Sooner than I think I can, I pull myself upright, and with a dearth of protocol which I hope will be forgiven, slump from the room, all four arms wrapped around my hard blue-black shell. My squeezing arms are the external manifestation of my internal struggle to maintain control. I do not cling to myself in fear someone will touch me – to touch me would mean that brother’s death at the hands of the queen: instantaneous, bloody, public execution. With my body so loaded with the queen’s Shame, I am safe now except from the queen herself – the one
from whom I most need to be free. And so, with no one who will touch me, no one to support me, no one who can pull me along, I jerk myself from the queen’s presence with all the haste I can muster.
I lock my quarters to intrusion, resentful as ever of the distant escort. The tinkling of bells as the lemon breeze moves the branches of the blossom-heavy homeworld tree behind me does not soothe me. I lean over the shoulder-high vomitorium. I methodically bring up the meal I ingested before my session with the queen, noting how little of it has benefited my body through digestion. My slim fingers prattle at the control keys on my lower arm above my pincer ordering a heavier scent: something that will smell like the limbs of a Consoler wrapped around me, since no Consoler will risk what they would taste on me.
I lower my body to the cushioned floor amidst an orchestra of pops and cracks from all six of my limbs, and begin the private mantra that will rid me of the Shame. I hope for the several hours it will take to tread the mantra at least once. The chemical concentration within me will take time to dissipate.

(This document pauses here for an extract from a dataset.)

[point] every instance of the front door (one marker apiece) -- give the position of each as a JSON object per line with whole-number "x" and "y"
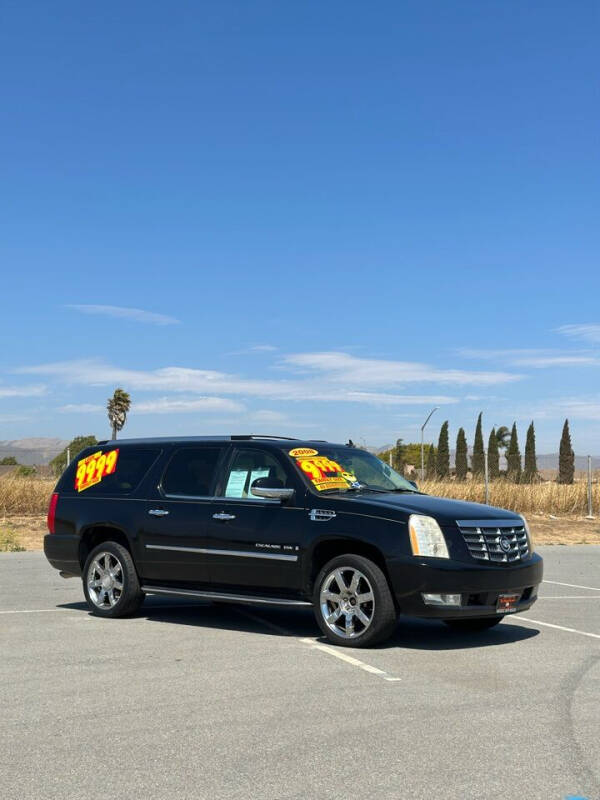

I am not quite through the first recitation when I am summoned again. I sigh and try to visualize the sigh as an exhalation from all my pores, as a mediocre cleansing where the real thing cannot be had. I know my duty as the queen’s Shame Receptor and understand the resentment is a residual chemical side effect of the Shame. I am annoyed at being unable to shake the feeling of resentment by understanding its cause.
I rise and look to my terminal for some random words of benediction, pressing my high right pincer against the touch pad to renew the phrase of well-wishing. My screen changes to read,
Gather your strength from those whom you serve.
Chrenu VII, Book 6, Gru
I know the reference. It is a quote from the Gru parable wherein my people are taught the satisfaction of serving the whole and the compensation of seeing those around you swell and grow on your efforts. But in my frame of mind, the quote feeds my feeling of resentment, of being exploited, rather than diminishing it.